May 11, 2024, Mirror: Autism symptoms in boys as study finds males are more likely to inherit condition

New research has found that autism spectrum disorder (ASD) is more likely to be inherited by males than females - and these are the symptoms in boys you should be aware of

Autism is something you're born with, and although some signs of developmental disability might be noticed when you're young, other people find that they don't get a diagnosis until they're older. Having autism is not an illness or a disease, and just means your brain works differently from other people. Therefore, autism does not have a "cure" - but some people may find they need support to help them with certain tasks, and getting diagnosed can help facilitate this.

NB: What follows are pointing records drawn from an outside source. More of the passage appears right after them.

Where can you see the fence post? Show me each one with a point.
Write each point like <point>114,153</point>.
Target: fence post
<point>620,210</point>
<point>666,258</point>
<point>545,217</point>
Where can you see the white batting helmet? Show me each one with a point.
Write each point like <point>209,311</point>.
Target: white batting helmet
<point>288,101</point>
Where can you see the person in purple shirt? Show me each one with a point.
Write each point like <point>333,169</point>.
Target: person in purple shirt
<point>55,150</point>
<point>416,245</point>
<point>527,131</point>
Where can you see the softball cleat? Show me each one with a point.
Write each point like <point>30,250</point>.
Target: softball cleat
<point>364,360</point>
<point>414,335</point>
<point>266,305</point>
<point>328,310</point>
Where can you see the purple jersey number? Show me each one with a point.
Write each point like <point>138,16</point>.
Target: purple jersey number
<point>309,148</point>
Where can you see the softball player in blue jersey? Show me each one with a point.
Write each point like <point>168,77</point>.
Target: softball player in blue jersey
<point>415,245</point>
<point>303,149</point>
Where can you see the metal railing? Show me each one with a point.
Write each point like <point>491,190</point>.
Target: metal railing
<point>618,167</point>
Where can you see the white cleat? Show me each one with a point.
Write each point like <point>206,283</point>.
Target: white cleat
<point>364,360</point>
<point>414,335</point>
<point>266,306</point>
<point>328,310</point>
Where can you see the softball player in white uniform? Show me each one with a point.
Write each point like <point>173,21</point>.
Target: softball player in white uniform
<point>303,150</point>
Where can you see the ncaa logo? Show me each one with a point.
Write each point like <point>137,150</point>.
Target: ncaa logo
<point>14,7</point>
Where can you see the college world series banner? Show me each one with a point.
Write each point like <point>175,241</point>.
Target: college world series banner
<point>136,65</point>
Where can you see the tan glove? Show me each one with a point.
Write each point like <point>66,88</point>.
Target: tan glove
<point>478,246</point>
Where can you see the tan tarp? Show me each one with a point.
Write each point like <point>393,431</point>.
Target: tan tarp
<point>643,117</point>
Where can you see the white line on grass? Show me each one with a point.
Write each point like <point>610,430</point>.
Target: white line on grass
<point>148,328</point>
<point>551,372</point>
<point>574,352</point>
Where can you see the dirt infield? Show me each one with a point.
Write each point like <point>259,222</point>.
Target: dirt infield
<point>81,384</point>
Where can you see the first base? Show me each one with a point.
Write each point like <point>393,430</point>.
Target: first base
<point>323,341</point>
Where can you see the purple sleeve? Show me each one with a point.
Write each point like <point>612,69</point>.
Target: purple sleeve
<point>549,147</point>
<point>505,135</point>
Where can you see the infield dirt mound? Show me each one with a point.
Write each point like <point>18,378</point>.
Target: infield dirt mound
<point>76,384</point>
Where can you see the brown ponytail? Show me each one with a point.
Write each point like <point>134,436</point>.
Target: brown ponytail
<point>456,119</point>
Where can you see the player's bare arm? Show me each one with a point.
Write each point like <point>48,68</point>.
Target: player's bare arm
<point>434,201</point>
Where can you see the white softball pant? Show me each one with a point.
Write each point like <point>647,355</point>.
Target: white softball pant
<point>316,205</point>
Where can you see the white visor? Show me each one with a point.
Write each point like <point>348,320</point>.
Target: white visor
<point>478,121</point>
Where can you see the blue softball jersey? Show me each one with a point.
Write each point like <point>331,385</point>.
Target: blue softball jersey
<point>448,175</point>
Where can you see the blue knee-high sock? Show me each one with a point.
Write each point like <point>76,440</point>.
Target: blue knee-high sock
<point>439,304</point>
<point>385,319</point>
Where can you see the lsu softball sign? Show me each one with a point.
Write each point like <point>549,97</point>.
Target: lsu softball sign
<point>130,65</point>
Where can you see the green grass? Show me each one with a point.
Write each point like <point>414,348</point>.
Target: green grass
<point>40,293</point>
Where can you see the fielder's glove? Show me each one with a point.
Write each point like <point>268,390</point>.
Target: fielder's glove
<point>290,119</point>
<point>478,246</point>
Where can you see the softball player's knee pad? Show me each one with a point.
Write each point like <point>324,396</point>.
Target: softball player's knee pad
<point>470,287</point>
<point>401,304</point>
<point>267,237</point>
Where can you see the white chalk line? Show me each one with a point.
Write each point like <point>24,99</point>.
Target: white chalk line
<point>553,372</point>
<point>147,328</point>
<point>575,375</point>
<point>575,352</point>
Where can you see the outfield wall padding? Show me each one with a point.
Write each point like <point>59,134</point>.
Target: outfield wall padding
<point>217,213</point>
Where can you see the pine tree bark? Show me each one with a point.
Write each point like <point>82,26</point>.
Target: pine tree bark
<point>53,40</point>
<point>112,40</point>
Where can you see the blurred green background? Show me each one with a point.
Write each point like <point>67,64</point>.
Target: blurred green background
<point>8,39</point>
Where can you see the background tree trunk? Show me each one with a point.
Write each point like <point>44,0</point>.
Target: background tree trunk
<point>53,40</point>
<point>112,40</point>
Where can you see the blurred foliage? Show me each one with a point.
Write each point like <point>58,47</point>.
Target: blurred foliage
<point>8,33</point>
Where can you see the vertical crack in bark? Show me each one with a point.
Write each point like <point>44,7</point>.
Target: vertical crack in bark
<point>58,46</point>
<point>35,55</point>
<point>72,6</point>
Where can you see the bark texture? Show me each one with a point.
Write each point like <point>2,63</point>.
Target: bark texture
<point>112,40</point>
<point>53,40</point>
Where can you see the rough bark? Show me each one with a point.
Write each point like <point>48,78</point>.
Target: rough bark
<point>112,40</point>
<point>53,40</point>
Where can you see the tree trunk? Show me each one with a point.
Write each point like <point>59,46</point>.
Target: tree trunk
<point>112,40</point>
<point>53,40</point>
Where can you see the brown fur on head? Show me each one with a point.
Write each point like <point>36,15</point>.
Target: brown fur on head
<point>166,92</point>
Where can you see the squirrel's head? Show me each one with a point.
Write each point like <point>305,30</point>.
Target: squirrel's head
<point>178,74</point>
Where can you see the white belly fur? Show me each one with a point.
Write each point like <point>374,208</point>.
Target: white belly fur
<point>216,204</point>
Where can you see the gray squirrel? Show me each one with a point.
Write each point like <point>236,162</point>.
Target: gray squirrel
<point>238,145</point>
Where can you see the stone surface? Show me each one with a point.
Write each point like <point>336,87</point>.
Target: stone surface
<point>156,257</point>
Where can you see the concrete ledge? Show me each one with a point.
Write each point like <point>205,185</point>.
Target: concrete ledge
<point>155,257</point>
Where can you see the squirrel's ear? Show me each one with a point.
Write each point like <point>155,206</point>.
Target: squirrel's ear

While autism can affect anybody, new research has found that autism spectrum disorder (ASD) - which is a group of neurodevelopmental conditions of variable severity that are regarded as characteristics of autism - is more likely to be inherited by males than females.

The study, which was conducted by the Karolinska Institutet in Stockholm, looked at "sex-specific heritability" of autism after researchers analysed data from twin siblings and cousins in Sweden who were born between January 1985, and December 1998 - following up on the results up to the age of 19 years old.

Results of the study were published in the online journal Psychiatry earlier this month, using data from 1,047,649 individuals from 456,832 families. According to Wales Online, researchers found that 1.17 per cent of the entire sample received a diagnosis of ASD. This included 1.51 per cent of males and 0.80 per cent of females.

Following the study, it was found that ASD heritability was estimated at 87.0 per cent for males and 75.7 per cent for females, with the difference in heritability estimated at 11.3 per cent.

The authors of the study said of their findings: "The skewed sex ratio in ASD may, partly, be explained by differences in genetic variance between sexes. This discovery opens up new avenues for further research aimed at gaining a deeper understanding of the prevalence of ASD."